I sometimes have an odd schedule where I go into the office in the morning, but because of where a meeting is and the time, it is just silly to backtrack to the office when it is over. The back tracking wastes both work time travel, and my time driving in rush hour. When this happens, like yesterday where a meeting ended in downtown St Paul at 3:00, but my office is 20-30 minutes north (because of the start of rush hour), and I am now within 30 minutes of home, I'll head home to finish my work day. I also needed to pick up DD#2 at school yesterday, on the opposite side of town from home, but I have one route home that takes me right by her school.
What I really wanted to do was plant my butt firmly in a Caribou Coffee for 90 minutes and work until picking her up at 5:00. I was strong with my will power today, keeping my money in my purse. I would have loved a smoothie or a blended tea, but I don't need to spend $5.00. A small coffee would have only set me back under $2.00, but it is a warm day and I dressed for the cool morning temps and now was dressed too hot to enjoy a coffee. Instead, I went the extra block and used the public library for my remote office. I was pretty thirsty since my car had heated up while in the meeting, but I helped myself to the free drinking fountain before I plugged and logged in. I do not drink nearly enough water in warm weather, so this was a health bonus.
Here's my rough calculations. This variation on my schedule, not counting telecommuting days, is probably three times a month. If only 1/3 of the time, I'm also making a detour stop to shuttle the kid, it's still 12 times a year I have the opportunity to make a choice to save a little money, or at least, not spend more money. Twelve times X $3.00 (average between cheap small coffee and blended drink), and I have $36.00 left in my wallet. Round trip savings on going home, then picking up my kid, 10 miles at current federal mileage rate of $ .55, at 12 times, and I've saved $66 in car wear and tear. Of course I won't have anyone handing me a check at the end of the year for $36 or $66, and might not even notice the savings, but the important point is that it is there. Finding the little ways to shave dollars off monthly expenditures, cumulatively adds up until there is actually more wallet than month come April 30, July 31, or any end of month.

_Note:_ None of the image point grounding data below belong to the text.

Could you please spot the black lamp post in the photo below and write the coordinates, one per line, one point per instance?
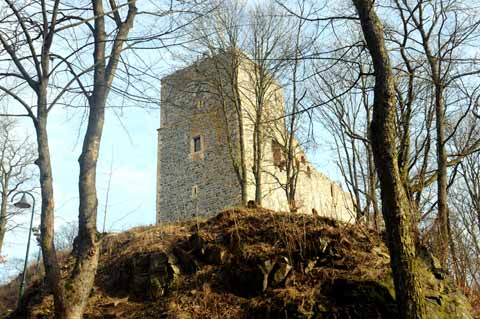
(24, 204)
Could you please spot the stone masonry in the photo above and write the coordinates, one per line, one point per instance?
(195, 174)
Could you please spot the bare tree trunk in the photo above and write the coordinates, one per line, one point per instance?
(3, 217)
(442, 179)
(52, 270)
(395, 206)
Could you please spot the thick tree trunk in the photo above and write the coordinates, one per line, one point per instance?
(395, 206)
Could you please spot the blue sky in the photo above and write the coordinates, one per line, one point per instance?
(129, 145)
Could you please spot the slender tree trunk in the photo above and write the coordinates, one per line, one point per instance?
(3, 216)
(395, 206)
(52, 269)
(442, 178)
(257, 166)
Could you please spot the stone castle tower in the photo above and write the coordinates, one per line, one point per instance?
(199, 130)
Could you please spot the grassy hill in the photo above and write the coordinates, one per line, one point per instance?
(250, 264)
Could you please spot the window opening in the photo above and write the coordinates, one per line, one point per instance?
(197, 144)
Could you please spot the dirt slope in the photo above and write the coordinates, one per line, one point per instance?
(250, 264)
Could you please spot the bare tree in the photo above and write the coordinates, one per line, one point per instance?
(36, 38)
(444, 38)
(17, 157)
(395, 206)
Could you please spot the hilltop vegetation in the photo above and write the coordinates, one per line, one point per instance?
(250, 264)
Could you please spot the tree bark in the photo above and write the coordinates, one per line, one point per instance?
(3, 217)
(52, 270)
(395, 206)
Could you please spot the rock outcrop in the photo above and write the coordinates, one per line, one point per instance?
(253, 264)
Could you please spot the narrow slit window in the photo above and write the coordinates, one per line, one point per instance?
(197, 144)
(194, 191)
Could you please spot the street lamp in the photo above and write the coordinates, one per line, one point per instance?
(24, 204)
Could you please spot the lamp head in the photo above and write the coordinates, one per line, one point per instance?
(23, 203)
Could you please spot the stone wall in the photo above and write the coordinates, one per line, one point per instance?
(192, 183)
(203, 183)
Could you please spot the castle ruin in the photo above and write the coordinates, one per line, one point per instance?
(198, 146)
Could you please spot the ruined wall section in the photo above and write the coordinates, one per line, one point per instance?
(192, 183)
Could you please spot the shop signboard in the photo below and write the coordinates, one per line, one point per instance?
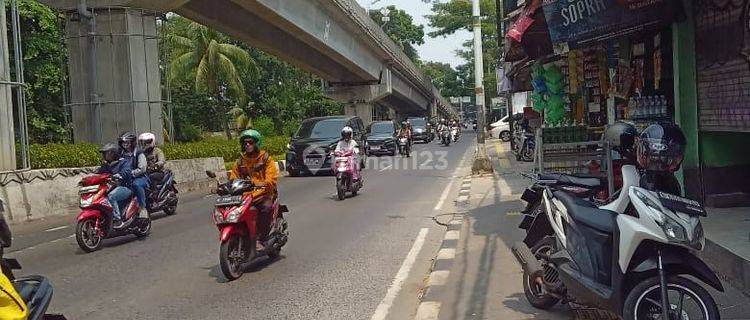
(579, 22)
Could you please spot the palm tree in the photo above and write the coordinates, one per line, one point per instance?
(201, 53)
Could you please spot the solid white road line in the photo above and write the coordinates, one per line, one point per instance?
(446, 254)
(447, 190)
(382, 310)
(438, 278)
(55, 229)
(425, 163)
(428, 310)
(452, 235)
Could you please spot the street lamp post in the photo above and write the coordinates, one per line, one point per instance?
(482, 163)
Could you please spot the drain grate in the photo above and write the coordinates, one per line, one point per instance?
(588, 313)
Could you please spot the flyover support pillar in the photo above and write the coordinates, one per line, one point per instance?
(363, 110)
(7, 136)
(115, 81)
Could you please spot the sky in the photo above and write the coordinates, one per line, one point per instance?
(434, 49)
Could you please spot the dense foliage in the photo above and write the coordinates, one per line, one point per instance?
(401, 29)
(451, 16)
(43, 56)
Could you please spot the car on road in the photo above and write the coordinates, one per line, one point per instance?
(310, 148)
(501, 129)
(381, 138)
(419, 129)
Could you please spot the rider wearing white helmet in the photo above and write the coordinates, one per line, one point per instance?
(347, 143)
(154, 156)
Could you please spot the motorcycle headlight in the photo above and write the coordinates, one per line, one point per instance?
(87, 202)
(218, 216)
(234, 215)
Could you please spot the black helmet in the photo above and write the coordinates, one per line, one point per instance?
(127, 137)
(621, 137)
(661, 147)
(110, 153)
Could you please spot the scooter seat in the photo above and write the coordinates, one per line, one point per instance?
(571, 180)
(587, 213)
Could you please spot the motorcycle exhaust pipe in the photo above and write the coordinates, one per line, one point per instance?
(528, 261)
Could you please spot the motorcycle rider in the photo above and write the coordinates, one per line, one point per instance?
(256, 165)
(348, 144)
(120, 169)
(155, 159)
(127, 144)
(405, 132)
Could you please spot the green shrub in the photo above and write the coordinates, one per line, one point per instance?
(63, 155)
(85, 155)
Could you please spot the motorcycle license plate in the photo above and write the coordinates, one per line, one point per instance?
(681, 204)
(226, 201)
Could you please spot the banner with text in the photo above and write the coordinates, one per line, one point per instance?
(579, 22)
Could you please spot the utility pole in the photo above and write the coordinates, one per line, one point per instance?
(482, 163)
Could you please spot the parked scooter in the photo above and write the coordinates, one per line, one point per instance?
(527, 145)
(95, 220)
(162, 195)
(348, 178)
(403, 147)
(34, 291)
(237, 220)
(445, 137)
(628, 257)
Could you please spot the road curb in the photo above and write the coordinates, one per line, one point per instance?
(464, 193)
(435, 282)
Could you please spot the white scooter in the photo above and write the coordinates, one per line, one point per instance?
(628, 257)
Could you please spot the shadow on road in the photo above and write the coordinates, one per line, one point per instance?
(254, 266)
(495, 231)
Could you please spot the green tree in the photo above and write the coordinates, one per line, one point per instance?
(203, 55)
(455, 15)
(402, 30)
(446, 79)
(43, 56)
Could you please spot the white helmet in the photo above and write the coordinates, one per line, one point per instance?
(147, 140)
(346, 132)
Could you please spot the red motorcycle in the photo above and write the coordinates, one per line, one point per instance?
(238, 221)
(95, 220)
(348, 178)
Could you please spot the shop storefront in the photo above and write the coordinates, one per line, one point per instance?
(610, 60)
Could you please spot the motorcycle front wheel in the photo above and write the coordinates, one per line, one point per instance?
(687, 300)
(88, 236)
(534, 291)
(341, 189)
(232, 255)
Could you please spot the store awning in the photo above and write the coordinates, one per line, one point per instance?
(529, 36)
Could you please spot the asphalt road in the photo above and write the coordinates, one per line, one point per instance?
(341, 259)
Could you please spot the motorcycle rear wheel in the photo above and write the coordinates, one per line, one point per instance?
(533, 291)
(87, 236)
(642, 299)
(232, 256)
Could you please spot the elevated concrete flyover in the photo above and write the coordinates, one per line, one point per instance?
(334, 39)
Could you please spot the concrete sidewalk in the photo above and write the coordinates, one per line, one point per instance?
(485, 279)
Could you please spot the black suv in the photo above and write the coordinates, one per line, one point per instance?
(310, 149)
(381, 138)
(420, 131)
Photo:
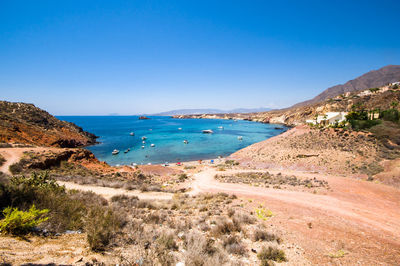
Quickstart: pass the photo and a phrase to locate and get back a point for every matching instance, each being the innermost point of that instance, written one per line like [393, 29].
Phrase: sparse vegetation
[265, 179]
[266, 255]
[18, 222]
[2, 160]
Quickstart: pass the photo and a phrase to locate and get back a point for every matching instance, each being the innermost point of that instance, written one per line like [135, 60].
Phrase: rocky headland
[27, 124]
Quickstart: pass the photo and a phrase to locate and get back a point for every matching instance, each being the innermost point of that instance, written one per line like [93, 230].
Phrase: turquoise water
[163, 132]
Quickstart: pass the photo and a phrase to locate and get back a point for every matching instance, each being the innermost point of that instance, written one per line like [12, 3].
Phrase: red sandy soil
[360, 217]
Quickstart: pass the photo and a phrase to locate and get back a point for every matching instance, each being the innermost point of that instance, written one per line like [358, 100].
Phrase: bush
[2, 160]
[266, 255]
[18, 222]
[233, 245]
[15, 168]
[261, 235]
[101, 227]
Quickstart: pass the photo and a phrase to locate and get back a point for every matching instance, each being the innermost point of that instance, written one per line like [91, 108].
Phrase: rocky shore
[27, 124]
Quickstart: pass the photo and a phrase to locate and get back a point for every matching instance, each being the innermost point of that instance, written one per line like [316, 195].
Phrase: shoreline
[281, 126]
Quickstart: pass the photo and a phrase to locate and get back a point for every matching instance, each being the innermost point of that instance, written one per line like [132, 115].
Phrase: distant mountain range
[211, 111]
[372, 79]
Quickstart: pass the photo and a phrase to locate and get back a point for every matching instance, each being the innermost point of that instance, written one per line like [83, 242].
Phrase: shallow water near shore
[164, 133]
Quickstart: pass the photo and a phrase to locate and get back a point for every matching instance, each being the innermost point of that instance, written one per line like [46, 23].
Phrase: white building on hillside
[329, 118]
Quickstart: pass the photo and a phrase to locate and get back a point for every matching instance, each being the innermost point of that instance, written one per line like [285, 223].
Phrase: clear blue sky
[127, 57]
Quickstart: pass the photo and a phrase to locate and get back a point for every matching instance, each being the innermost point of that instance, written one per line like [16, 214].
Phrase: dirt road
[108, 192]
[362, 218]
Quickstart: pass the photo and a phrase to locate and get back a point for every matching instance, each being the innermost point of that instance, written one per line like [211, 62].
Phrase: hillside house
[330, 118]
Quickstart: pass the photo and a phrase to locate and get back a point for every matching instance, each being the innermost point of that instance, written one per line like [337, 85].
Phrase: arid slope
[27, 124]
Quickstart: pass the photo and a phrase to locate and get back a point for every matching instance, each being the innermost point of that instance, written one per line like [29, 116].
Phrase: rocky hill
[372, 79]
[334, 99]
[25, 123]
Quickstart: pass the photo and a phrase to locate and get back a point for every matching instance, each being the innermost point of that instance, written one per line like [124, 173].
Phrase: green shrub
[18, 222]
[2, 160]
[266, 255]
[15, 168]
[101, 227]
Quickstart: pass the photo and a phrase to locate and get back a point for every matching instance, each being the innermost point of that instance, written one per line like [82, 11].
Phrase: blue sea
[164, 133]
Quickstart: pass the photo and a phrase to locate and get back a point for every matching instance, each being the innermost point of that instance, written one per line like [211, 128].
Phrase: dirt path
[108, 192]
[361, 217]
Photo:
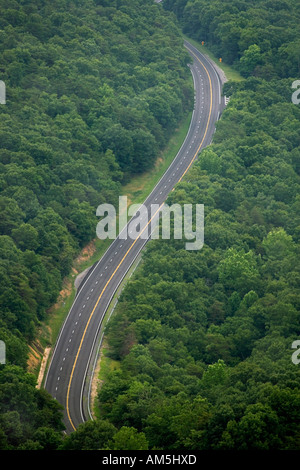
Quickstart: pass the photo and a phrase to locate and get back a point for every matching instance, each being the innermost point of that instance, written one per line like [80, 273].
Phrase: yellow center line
[131, 246]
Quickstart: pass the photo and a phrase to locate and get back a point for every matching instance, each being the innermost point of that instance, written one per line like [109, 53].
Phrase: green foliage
[204, 338]
[95, 90]
[259, 37]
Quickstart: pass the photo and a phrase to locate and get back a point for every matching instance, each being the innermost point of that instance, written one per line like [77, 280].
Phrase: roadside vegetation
[198, 352]
[95, 91]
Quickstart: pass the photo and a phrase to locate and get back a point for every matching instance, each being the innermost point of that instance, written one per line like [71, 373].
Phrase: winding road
[71, 368]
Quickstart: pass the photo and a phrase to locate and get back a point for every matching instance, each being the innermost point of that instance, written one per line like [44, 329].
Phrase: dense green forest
[259, 37]
[94, 92]
[203, 339]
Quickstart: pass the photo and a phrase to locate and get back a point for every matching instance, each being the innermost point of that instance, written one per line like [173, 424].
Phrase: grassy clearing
[229, 71]
[141, 186]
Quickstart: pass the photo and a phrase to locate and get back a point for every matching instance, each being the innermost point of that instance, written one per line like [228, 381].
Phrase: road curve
[71, 365]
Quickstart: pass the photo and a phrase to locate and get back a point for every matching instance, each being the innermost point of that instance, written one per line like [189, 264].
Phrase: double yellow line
[132, 245]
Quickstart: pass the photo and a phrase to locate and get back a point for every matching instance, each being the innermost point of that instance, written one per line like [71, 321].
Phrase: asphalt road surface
[71, 367]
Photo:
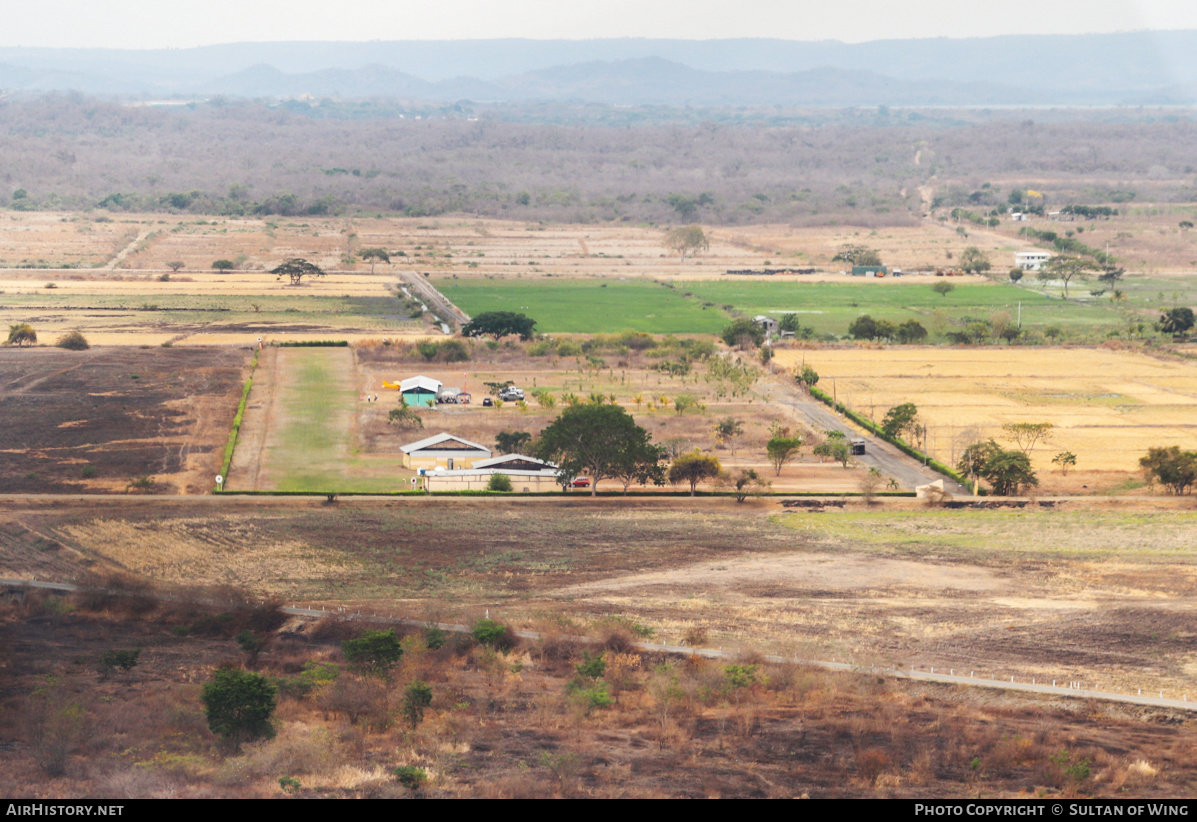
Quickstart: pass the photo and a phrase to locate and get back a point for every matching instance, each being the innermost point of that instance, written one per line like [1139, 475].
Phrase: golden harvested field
[467, 245]
[1106, 406]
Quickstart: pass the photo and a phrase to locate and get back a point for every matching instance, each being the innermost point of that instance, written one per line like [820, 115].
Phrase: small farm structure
[767, 323]
[1031, 261]
[527, 475]
[454, 396]
[869, 271]
[420, 391]
[443, 451]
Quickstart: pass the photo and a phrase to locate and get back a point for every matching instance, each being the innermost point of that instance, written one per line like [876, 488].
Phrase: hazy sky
[166, 23]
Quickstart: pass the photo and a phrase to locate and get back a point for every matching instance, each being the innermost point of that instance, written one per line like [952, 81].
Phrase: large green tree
[1177, 321]
[781, 449]
[296, 269]
[1065, 268]
[693, 468]
[1007, 472]
[499, 324]
[973, 261]
[239, 705]
[374, 256]
[743, 333]
[901, 420]
[600, 440]
[857, 255]
[375, 651]
[1171, 467]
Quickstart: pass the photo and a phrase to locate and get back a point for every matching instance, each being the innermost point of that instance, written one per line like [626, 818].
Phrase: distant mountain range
[1136, 68]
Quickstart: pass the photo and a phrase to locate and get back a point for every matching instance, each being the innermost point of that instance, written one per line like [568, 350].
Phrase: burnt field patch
[98, 420]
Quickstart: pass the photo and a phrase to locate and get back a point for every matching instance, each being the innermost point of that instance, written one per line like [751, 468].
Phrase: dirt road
[877, 452]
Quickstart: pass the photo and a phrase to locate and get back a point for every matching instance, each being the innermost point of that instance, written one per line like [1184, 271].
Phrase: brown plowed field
[99, 419]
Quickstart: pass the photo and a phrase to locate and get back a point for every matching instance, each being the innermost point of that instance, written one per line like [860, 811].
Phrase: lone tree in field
[693, 468]
[1177, 321]
[1171, 467]
[1065, 460]
[73, 341]
[600, 440]
[297, 268]
[687, 239]
[1007, 472]
[743, 334]
[1026, 434]
[901, 420]
[22, 334]
[857, 255]
[375, 651]
[499, 324]
[973, 261]
[239, 705]
[1064, 269]
[374, 256]
[781, 449]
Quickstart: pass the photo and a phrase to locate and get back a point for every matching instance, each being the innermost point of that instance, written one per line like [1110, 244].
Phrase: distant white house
[443, 451]
[527, 474]
[420, 391]
[1031, 261]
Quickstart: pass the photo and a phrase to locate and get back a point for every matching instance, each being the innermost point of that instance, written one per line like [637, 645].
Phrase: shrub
[454, 351]
[417, 696]
[239, 705]
[73, 341]
[123, 659]
[411, 777]
[494, 634]
[500, 482]
[376, 651]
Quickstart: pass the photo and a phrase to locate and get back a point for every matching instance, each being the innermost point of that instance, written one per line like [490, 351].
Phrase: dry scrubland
[1107, 406]
[518, 720]
[1098, 595]
[465, 244]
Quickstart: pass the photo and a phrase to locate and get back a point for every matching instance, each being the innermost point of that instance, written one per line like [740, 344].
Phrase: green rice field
[593, 306]
[589, 305]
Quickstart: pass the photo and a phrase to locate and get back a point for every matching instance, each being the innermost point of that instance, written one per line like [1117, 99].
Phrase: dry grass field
[521, 722]
[1106, 406]
[1089, 594]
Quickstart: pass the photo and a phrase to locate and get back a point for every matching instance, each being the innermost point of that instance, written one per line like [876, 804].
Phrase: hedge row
[905, 448]
[558, 494]
[236, 420]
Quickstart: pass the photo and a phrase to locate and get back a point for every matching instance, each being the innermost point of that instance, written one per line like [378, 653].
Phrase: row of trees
[603, 442]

There was a time when I had to think about things down to the penny, and I read a couple blogs where the writer is living on this tight edge all the time. I'm not going to get my calculator out for every transaction, but doing the math a time or two puts some perspective in all the holes in my checkbook. I won't give up my coffee habit completely. A cheap small coffee is a low price for a second office when the telecommuting days get to be a drag or makes for a better meeting environment than an enclosed meeting room at my office. But am I combining errands instead of haplessly jumping in the car to take care of a singleton situation? Am I taking advantage of free resources, resources I've paid through taxes to support like the library for free Internet, without the need to buy a coffee house beverage when I have time to kill? Where are there other places to plug those holes, without even thinking of them as frugal strategies, but just common behavior?